Konzept der Angehörigen

  1. Die Angehörigengruppe bietet im Rahmen der Selbsthilfe die Möglichkeit,  sich mit anderen Angehörigen von Suchtkranken über die Suchtthematik  und die damit verbundenen Probleme auszutauschen.
  2. Ziel ist nicht die therapeutische Betreuung der Angehörigen, vielmehr die Kommunikation über dieses Thema bis hin zum regen Gedanken- und Erfahrungsaustausch.
  3. Durch eine zielgerichtete Thematisierung der einzelnen  Gruppensitzungen werden verschiedene Personenkreise unterschiedlich stark angesprochen  und zur aktiven Mitarbeit angeregt.
  4. Die Moderation der Sitzungen erfolgt nicht ausschließlich durch den Gruppensprecher oder seinen Stellvertreter, sondern wird entsprechend  des Themenkataloges auch auf andere Gruppenmitglieder oder auf  geladene Gäste übertragen.
  5. Der speziellen Sensibilität der Thematik bewusst, basiert die  Gruppenarbeit auf ein absolutes Vertrauen sowie Offenheit und  Ehrlichkeit untereinander.
  6. Im Vordergrund steht die Würde des Menschen und seiner Persönlichkeit,  so dass Diskriminierung etc. in der Gruppenarbeit nichts zu suchen  haben.

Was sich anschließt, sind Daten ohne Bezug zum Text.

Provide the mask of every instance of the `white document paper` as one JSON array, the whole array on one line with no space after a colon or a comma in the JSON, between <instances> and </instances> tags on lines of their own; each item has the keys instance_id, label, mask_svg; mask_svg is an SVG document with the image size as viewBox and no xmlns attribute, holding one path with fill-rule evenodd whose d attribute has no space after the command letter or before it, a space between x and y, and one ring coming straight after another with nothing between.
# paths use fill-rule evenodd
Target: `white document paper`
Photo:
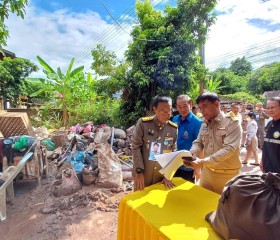
<instances>
[{"instance_id":1,"label":"white document paper","mask_svg":"<svg viewBox=\"0 0 280 240\"><path fill-rule=\"evenodd\" d=\"M183 165L182 157L192 157L192 154L187 150L164 153L156 155L156 161L162 167L159 172L168 180L171 180L177 169Z\"/></svg>"}]
</instances>

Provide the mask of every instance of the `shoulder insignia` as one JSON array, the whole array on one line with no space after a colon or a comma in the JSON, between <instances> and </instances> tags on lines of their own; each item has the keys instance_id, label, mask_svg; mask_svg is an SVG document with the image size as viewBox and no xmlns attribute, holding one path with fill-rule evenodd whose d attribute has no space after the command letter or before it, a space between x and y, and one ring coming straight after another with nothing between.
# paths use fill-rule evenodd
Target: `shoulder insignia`
<instances>
[{"instance_id":1,"label":"shoulder insignia","mask_svg":"<svg viewBox=\"0 0 280 240\"><path fill-rule=\"evenodd\" d=\"M148 121L152 121L154 119L154 117L142 117L141 120L143 122L148 122Z\"/></svg>"},{"instance_id":2,"label":"shoulder insignia","mask_svg":"<svg viewBox=\"0 0 280 240\"><path fill-rule=\"evenodd\" d=\"M174 122L171 122L170 120L168 121L168 123L172 126L172 127L175 127L175 128L178 128L178 125Z\"/></svg>"},{"instance_id":3,"label":"shoulder insignia","mask_svg":"<svg viewBox=\"0 0 280 240\"><path fill-rule=\"evenodd\" d=\"M238 118L236 116L232 116L232 115L227 114L226 117L231 118L232 121L238 121Z\"/></svg>"}]
</instances>

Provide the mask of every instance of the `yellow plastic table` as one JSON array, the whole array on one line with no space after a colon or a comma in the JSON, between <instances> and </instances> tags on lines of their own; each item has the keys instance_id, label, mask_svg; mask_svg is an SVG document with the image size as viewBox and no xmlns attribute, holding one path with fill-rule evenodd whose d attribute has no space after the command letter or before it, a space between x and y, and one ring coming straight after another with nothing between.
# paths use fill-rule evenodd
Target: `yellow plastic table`
<instances>
[{"instance_id":1,"label":"yellow plastic table","mask_svg":"<svg viewBox=\"0 0 280 240\"><path fill-rule=\"evenodd\" d=\"M118 214L118 240L221 239L205 215L217 209L220 195L182 178L166 190L155 184L124 196Z\"/></svg>"}]
</instances>

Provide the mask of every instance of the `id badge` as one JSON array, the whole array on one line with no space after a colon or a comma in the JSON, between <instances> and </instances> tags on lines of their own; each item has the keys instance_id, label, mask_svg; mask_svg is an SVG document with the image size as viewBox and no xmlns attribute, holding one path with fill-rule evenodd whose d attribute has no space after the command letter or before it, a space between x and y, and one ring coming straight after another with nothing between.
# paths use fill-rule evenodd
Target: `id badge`
<instances>
[{"instance_id":1,"label":"id badge","mask_svg":"<svg viewBox=\"0 0 280 240\"><path fill-rule=\"evenodd\" d=\"M160 151L161 151L161 143L151 142L149 160L150 161L155 161L156 160L155 156L159 155Z\"/></svg>"}]
</instances>

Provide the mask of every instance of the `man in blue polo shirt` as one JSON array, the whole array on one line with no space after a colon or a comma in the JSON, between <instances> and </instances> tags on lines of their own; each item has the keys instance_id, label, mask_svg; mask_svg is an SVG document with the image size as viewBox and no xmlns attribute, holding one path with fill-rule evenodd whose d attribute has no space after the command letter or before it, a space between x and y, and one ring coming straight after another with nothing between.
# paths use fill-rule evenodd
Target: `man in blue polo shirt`
<instances>
[{"instance_id":1,"label":"man in blue polo shirt","mask_svg":"<svg viewBox=\"0 0 280 240\"><path fill-rule=\"evenodd\" d=\"M195 116L192 109L192 100L188 95L180 95L176 99L176 107L179 115L172 118L172 121L178 125L178 150L190 150L192 143L196 140L202 121ZM182 165L175 173L174 177L181 177L190 182L195 182L195 176L198 180L200 169L194 170Z\"/></svg>"}]
</instances>

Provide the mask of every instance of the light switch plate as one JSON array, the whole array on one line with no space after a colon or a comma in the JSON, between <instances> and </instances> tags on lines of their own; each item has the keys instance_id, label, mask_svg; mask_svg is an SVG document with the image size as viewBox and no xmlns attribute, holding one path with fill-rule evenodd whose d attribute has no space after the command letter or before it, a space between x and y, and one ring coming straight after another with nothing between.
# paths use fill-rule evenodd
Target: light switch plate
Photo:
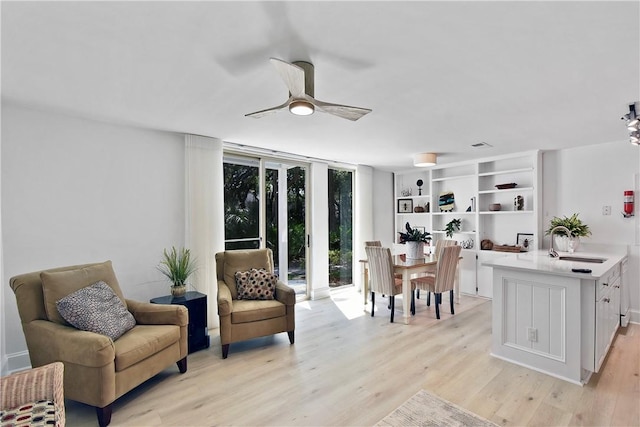
<instances>
[{"instance_id":1,"label":"light switch plate","mask_svg":"<svg viewBox=\"0 0 640 427\"><path fill-rule=\"evenodd\" d=\"M611 206L603 206L602 215L611 215Z\"/></svg>"},{"instance_id":2,"label":"light switch plate","mask_svg":"<svg viewBox=\"0 0 640 427\"><path fill-rule=\"evenodd\" d=\"M536 328L527 328L527 339L531 342L537 342L538 330Z\"/></svg>"}]
</instances>

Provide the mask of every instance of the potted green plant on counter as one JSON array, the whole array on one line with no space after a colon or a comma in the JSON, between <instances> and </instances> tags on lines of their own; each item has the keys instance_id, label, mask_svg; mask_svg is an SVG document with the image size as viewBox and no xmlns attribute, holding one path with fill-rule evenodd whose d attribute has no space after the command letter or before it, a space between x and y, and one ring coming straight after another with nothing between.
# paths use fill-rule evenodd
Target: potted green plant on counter
<instances>
[{"instance_id":1,"label":"potted green plant on counter","mask_svg":"<svg viewBox=\"0 0 640 427\"><path fill-rule=\"evenodd\" d=\"M578 218L578 214L574 213L570 217L557 217L554 216L549 223L549 228L545 232L545 235L550 235L551 231L556 227L566 227L570 232L571 236L567 236L567 232L562 228L556 230L551 236L553 240L553 245L559 251L566 252L569 249L569 241L573 241L573 249L578 249L580 245L580 237L587 237L591 235L591 230L589 226L582 222L580 218Z\"/></svg>"},{"instance_id":2,"label":"potted green plant on counter","mask_svg":"<svg viewBox=\"0 0 640 427\"><path fill-rule=\"evenodd\" d=\"M407 222L404 226L406 232L399 231L400 243L407 245L407 258L424 258L424 244L431 240L431 233L417 228L411 228Z\"/></svg>"},{"instance_id":3,"label":"potted green plant on counter","mask_svg":"<svg viewBox=\"0 0 640 427\"><path fill-rule=\"evenodd\" d=\"M187 279L196 271L196 263L189 249L172 246L170 251L163 251L158 270L171 281L171 295L182 297L187 290Z\"/></svg>"}]
</instances>

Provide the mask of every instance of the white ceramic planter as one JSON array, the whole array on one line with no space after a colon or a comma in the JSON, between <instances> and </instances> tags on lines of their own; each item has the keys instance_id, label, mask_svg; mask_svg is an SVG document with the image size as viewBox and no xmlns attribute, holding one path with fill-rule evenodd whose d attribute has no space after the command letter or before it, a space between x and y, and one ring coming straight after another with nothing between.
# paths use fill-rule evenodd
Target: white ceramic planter
<instances>
[{"instance_id":1,"label":"white ceramic planter","mask_svg":"<svg viewBox=\"0 0 640 427\"><path fill-rule=\"evenodd\" d=\"M424 242L407 242L407 258L422 259L424 258Z\"/></svg>"}]
</instances>

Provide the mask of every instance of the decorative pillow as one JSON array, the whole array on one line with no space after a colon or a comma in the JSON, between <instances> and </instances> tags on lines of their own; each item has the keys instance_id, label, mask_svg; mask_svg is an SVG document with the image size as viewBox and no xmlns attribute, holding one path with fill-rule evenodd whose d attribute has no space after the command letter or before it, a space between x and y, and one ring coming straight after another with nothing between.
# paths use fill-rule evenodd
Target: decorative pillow
<instances>
[{"instance_id":1,"label":"decorative pillow","mask_svg":"<svg viewBox=\"0 0 640 427\"><path fill-rule=\"evenodd\" d=\"M56 301L100 280L111 286L116 295L120 297L120 301L125 307L127 306L116 279L116 274L111 266L111 261L78 266L71 269L43 271L40 273L40 280L42 280L42 293L44 295L44 308L47 318L61 325L68 325L68 323L58 313Z\"/></svg>"},{"instance_id":2,"label":"decorative pillow","mask_svg":"<svg viewBox=\"0 0 640 427\"><path fill-rule=\"evenodd\" d=\"M0 421L2 427L60 425L55 405L51 400L38 400L17 408L0 410Z\"/></svg>"},{"instance_id":3,"label":"decorative pillow","mask_svg":"<svg viewBox=\"0 0 640 427\"><path fill-rule=\"evenodd\" d=\"M238 299L270 300L275 298L278 276L264 268L252 268L249 271L238 271L236 287Z\"/></svg>"},{"instance_id":4,"label":"decorative pillow","mask_svg":"<svg viewBox=\"0 0 640 427\"><path fill-rule=\"evenodd\" d=\"M116 293L103 281L79 289L56 302L60 315L83 331L117 340L136 320Z\"/></svg>"}]
</instances>

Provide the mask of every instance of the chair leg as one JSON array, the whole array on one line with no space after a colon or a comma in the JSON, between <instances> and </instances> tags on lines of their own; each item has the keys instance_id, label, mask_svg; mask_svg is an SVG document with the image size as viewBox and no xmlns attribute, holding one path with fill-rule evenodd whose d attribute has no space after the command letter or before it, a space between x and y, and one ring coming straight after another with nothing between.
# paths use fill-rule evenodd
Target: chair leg
<instances>
[{"instance_id":1,"label":"chair leg","mask_svg":"<svg viewBox=\"0 0 640 427\"><path fill-rule=\"evenodd\" d=\"M229 344L222 344L222 358L226 359L229 355Z\"/></svg>"},{"instance_id":2,"label":"chair leg","mask_svg":"<svg viewBox=\"0 0 640 427\"><path fill-rule=\"evenodd\" d=\"M412 316L416 315L416 299L414 295L415 295L415 292L411 291L411 315Z\"/></svg>"},{"instance_id":3,"label":"chair leg","mask_svg":"<svg viewBox=\"0 0 640 427\"><path fill-rule=\"evenodd\" d=\"M181 374L184 374L185 372L187 372L187 358L183 357L182 359L178 360L176 362L176 365L178 365L178 370L180 371Z\"/></svg>"},{"instance_id":4,"label":"chair leg","mask_svg":"<svg viewBox=\"0 0 640 427\"><path fill-rule=\"evenodd\" d=\"M431 292L427 291L427 307L431 305Z\"/></svg>"},{"instance_id":5,"label":"chair leg","mask_svg":"<svg viewBox=\"0 0 640 427\"><path fill-rule=\"evenodd\" d=\"M440 301L438 296L440 296L441 294L433 294L434 295L434 300L435 300L435 305L436 305L436 319L440 318Z\"/></svg>"},{"instance_id":6,"label":"chair leg","mask_svg":"<svg viewBox=\"0 0 640 427\"><path fill-rule=\"evenodd\" d=\"M295 331L287 331L287 334L289 334L289 342L291 344L293 344L296 341L296 337L294 334Z\"/></svg>"},{"instance_id":7,"label":"chair leg","mask_svg":"<svg viewBox=\"0 0 640 427\"><path fill-rule=\"evenodd\" d=\"M389 297L389 306L391 307L391 323L393 323L393 313L396 311L396 297Z\"/></svg>"},{"instance_id":8,"label":"chair leg","mask_svg":"<svg viewBox=\"0 0 640 427\"><path fill-rule=\"evenodd\" d=\"M453 312L453 289L449 291L449 299L451 300L451 314L456 314Z\"/></svg>"},{"instance_id":9,"label":"chair leg","mask_svg":"<svg viewBox=\"0 0 640 427\"><path fill-rule=\"evenodd\" d=\"M371 291L371 317L373 317L373 312L376 309L376 293Z\"/></svg>"},{"instance_id":10,"label":"chair leg","mask_svg":"<svg viewBox=\"0 0 640 427\"><path fill-rule=\"evenodd\" d=\"M96 415L98 416L98 425L106 427L111 422L111 412L113 411L113 403L108 404L104 408L96 406Z\"/></svg>"},{"instance_id":11,"label":"chair leg","mask_svg":"<svg viewBox=\"0 0 640 427\"><path fill-rule=\"evenodd\" d=\"M420 289L416 289L416 298L420 299Z\"/></svg>"}]
</instances>

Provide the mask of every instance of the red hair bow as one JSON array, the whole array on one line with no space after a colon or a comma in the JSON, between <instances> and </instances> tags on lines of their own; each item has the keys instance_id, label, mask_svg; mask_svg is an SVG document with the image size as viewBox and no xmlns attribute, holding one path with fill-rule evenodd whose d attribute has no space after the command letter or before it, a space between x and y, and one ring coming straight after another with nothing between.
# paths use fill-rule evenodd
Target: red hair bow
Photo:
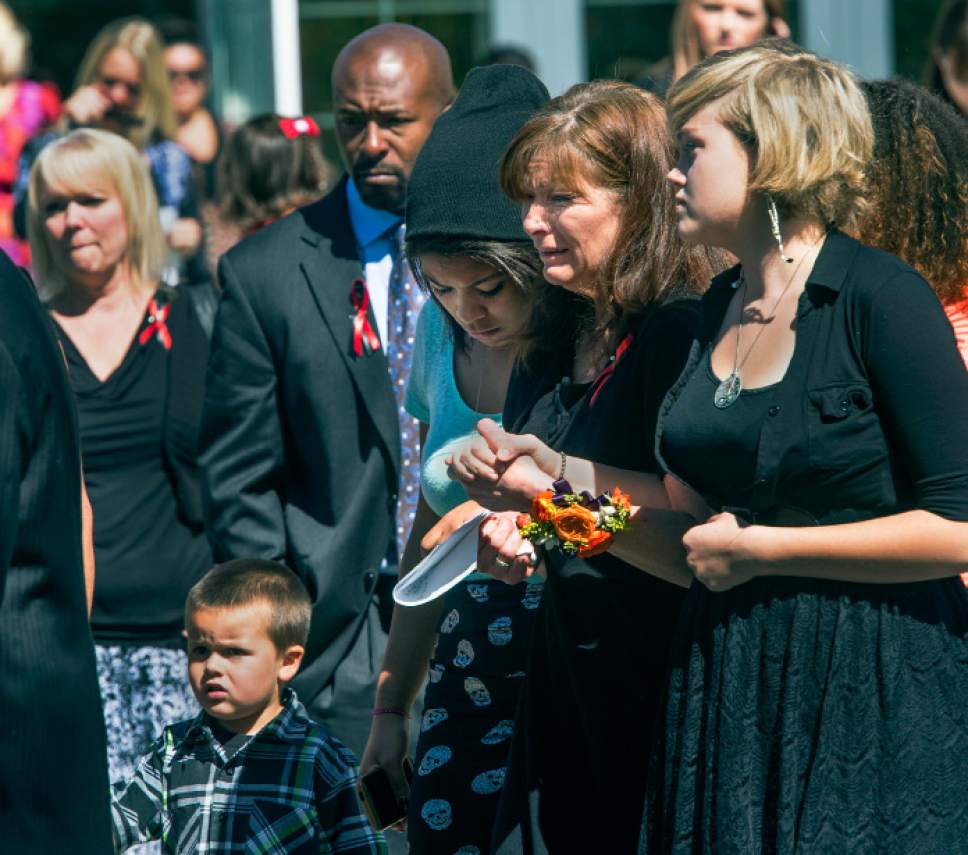
<instances>
[{"instance_id":1,"label":"red hair bow","mask_svg":"<svg viewBox=\"0 0 968 855\"><path fill-rule=\"evenodd\" d=\"M298 119L280 119L279 130L287 140L297 137L318 137L319 125L312 116L300 116Z\"/></svg>"}]
</instances>

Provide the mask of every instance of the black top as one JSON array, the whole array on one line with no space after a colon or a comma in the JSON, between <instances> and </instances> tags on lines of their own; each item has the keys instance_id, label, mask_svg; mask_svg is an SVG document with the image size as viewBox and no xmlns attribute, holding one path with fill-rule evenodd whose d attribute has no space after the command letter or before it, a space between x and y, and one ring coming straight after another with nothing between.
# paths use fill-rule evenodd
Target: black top
<instances>
[{"instance_id":1,"label":"black top","mask_svg":"<svg viewBox=\"0 0 968 855\"><path fill-rule=\"evenodd\" d=\"M730 489L685 459L702 423L730 419L711 404L705 415L685 401L680 415L676 405L707 358L736 278L734 269L713 280L689 363L663 404L656 441L664 468L749 518L802 508L820 522L844 522L922 508L968 520L968 373L951 324L918 273L838 231L800 297L783 381L764 396L749 489ZM700 455L742 454L729 432L719 436Z\"/></svg>"},{"instance_id":2,"label":"black top","mask_svg":"<svg viewBox=\"0 0 968 855\"><path fill-rule=\"evenodd\" d=\"M740 402L715 410L702 376L735 278L704 298L663 405L664 464L766 525L913 508L968 519L968 372L927 283L830 233L800 297L790 364L740 436ZM750 451L733 484L691 459ZM968 769L952 762L968 752L960 578L870 584L768 570L687 594L640 851L965 851Z\"/></svg>"},{"instance_id":3,"label":"black top","mask_svg":"<svg viewBox=\"0 0 968 855\"><path fill-rule=\"evenodd\" d=\"M0 252L0 849L111 850L84 602L77 418L50 320Z\"/></svg>"},{"instance_id":4,"label":"black top","mask_svg":"<svg viewBox=\"0 0 968 855\"><path fill-rule=\"evenodd\" d=\"M565 338L541 370L515 372L505 427L570 455L657 471L656 417L685 362L697 308L682 301L638 319L628 349L584 388L568 377L574 342ZM666 652L685 592L607 553L565 560L556 550L546 558L497 839L521 820L522 793L540 782L542 815L555 818L541 828L550 851L631 852ZM562 816L571 820L562 823Z\"/></svg>"},{"instance_id":5,"label":"black top","mask_svg":"<svg viewBox=\"0 0 968 855\"><path fill-rule=\"evenodd\" d=\"M756 480L759 426L772 406L771 384L760 389L743 389L729 409L713 404L718 378L710 364L710 353L702 360L679 396L679 405L665 424L665 455L673 471L690 484L703 484L712 496L730 496L718 505L747 506ZM701 418L695 418L699 414Z\"/></svg>"},{"instance_id":6,"label":"black top","mask_svg":"<svg viewBox=\"0 0 968 855\"><path fill-rule=\"evenodd\" d=\"M211 566L204 530L180 508L166 458L170 351L157 335L139 341L148 326L146 314L121 364L104 382L58 328L94 511L91 625L102 644L180 644L185 595ZM179 344L173 335L172 347Z\"/></svg>"}]
</instances>

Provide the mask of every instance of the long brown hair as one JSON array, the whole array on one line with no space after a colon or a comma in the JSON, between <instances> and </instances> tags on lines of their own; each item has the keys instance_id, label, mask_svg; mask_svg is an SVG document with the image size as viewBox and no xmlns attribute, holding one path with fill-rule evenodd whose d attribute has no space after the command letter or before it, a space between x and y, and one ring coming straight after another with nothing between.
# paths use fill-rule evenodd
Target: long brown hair
<instances>
[{"instance_id":1,"label":"long brown hair","mask_svg":"<svg viewBox=\"0 0 968 855\"><path fill-rule=\"evenodd\" d=\"M672 78L678 80L696 63L705 59L699 52L699 36L689 17L689 7L699 0L679 0L672 16ZM766 31L763 38L780 35L774 27L777 21L786 20L786 0L762 0L766 11Z\"/></svg>"},{"instance_id":2,"label":"long brown hair","mask_svg":"<svg viewBox=\"0 0 968 855\"><path fill-rule=\"evenodd\" d=\"M529 194L536 158L565 186L592 184L619 201L615 246L594 284L595 327L609 350L624 334L627 316L699 293L721 269L717 251L687 247L679 238L666 181L675 147L656 96L601 80L549 101L521 128L501 163L501 186L512 199Z\"/></svg>"}]
</instances>

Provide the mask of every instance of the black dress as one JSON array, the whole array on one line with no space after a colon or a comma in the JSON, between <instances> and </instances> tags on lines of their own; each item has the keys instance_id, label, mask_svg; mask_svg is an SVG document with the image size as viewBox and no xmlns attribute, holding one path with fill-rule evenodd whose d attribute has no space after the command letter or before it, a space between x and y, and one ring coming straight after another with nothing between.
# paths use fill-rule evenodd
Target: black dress
<instances>
[{"instance_id":1,"label":"black dress","mask_svg":"<svg viewBox=\"0 0 968 855\"><path fill-rule=\"evenodd\" d=\"M535 375L512 377L504 424L555 450L655 472L659 405L685 361L697 304L633 325L632 342L588 386L571 383L568 339ZM617 485L622 486L622 485ZM605 554L546 556L495 843L499 851L630 852L638 837L653 720L684 595Z\"/></svg>"},{"instance_id":2,"label":"black dress","mask_svg":"<svg viewBox=\"0 0 968 855\"><path fill-rule=\"evenodd\" d=\"M782 381L713 405L714 281L659 459L761 524L968 520L968 374L930 288L832 232ZM729 465L724 465L728 463ZM760 576L689 591L641 850L968 852L968 594L957 576Z\"/></svg>"}]
</instances>

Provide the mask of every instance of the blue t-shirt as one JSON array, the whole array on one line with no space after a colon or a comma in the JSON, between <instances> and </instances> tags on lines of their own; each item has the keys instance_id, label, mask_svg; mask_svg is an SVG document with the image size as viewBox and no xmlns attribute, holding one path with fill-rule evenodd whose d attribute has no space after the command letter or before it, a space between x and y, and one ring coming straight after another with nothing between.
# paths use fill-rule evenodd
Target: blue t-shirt
<instances>
[{"instance_id":1,"label":"blue t-shirt","mask_svg":"<svg viewBox=\"0 0 968 855\"><path fill-rule=\"evenodd\" d=\"M444 459L478 438L478 421L490 418L500 424L501 414L479 413L461 397L454 378L454 337L444 310L433 300L424 304L417 319L405 406L429 425L421 450L420 488L431 510L443 516L467 501L463 486L447 477Z\"/></svg>"}]
</instances>

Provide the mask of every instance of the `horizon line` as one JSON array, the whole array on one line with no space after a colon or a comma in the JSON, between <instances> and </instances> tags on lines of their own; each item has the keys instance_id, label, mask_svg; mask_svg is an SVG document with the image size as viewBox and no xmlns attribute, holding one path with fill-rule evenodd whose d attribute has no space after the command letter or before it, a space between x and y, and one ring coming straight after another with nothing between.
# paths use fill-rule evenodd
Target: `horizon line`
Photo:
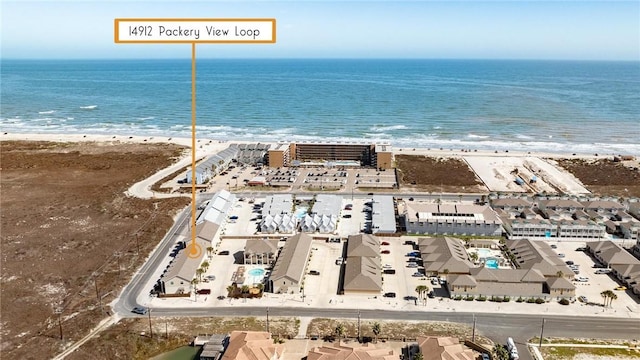
<instances>
[{"instance_id":1,"label":"horizon line","mask_svg":"<svg viewBox=\"0 0 640 360\"><path fill-rule=\"evenodd\" d=\"M96 57L96 58L30 58L30 57L0 57L0 61L135 61L135 60L185 60L191 61L188 57ZM198 60L443 60L443 61L555 61L555 62L640 62L638 59L579 59L579 58L457 58L457 57L201 57Z\"/></svg>"}]
</instances>

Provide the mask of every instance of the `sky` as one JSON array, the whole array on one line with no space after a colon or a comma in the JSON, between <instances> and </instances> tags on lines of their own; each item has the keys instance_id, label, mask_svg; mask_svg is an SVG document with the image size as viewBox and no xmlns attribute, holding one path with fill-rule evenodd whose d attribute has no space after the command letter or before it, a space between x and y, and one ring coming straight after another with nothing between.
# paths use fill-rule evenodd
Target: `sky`
<instances>
[{"instance_id":1,"label":"sky","mask_svg":"<svg viewBox=\"0 0 640 360\"><path fill-rule=\"evenodd\" d=\"M115 18L275 18L276 44L201 44L199 58L640 61L640 1L0 0L3 59L190 58L115 44Z\"/></svg>"}]
</instances>

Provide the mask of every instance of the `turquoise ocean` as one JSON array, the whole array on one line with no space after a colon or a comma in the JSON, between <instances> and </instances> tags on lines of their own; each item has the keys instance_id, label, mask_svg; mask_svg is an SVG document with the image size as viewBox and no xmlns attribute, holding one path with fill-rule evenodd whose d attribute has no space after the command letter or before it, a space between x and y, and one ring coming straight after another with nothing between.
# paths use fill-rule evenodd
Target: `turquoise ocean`
<instances>
[{"instance_id":1,"label":"turquoise ocean","mask_svg":"<svg viewBox=\"0 0 640 360\"><path fill-rule=\"evenodd\" d=\"M2 60L9 133L191 136L191 60ZM197 137L640 155L640 62L197 61Z\"/></svg>"}]
</instances>

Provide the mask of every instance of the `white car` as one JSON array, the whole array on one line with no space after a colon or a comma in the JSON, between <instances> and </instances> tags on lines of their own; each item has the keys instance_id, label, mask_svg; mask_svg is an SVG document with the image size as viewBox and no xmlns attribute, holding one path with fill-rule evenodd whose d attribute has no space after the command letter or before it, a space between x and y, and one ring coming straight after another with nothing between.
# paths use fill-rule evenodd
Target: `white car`
<instances>
[{"instance_id":1,"label":"white car","mask_svg":"<svg viewBox=\"0 0 640 360\"><path fill-rule=\"evenodd\" d=\"M576 281L577 281L577 282L588 282L588 281L589 281L589 278L588 278L588 277L584 277L584 276L578 276L578 277L576 278Z\"/></svg>"}]
</instances>

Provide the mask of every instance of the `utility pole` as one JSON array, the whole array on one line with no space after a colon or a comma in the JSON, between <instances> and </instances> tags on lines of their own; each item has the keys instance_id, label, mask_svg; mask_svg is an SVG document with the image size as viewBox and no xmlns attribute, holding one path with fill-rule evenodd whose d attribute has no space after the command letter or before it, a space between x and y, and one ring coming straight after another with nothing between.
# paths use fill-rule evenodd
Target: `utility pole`
<instances>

  7. Ziel soll es sein, jedes einzelne Vereinsmitglied oder Nichtvereinsmitglied entsprechend seinen Möglichkeiten aktiv in die Gruppen- und  Vereinsarbeit mit einzubeziehen.
  8.  Weiterhin soll nach Möglichkeit auch ein reger Gedanken- und Erfahrungsaustausch mit den Betroffenen stattfinden, nicht zuletzt um  die Sicht des Betrachters auch um die Erfahrungen betroffener  Angehöriger zu erweitern.
  9. Zur Gewährleistung fundierter fachlicher Kompetenz in der Vereinsarbeit  wird eine enge Zusammenarbeit mit den Krankenkassen sowie mit der  CARITAS Berlin – Brandenburg, oder ähnliche Institution insbesondere  durch den Vereinsvorstand, sichergestellt.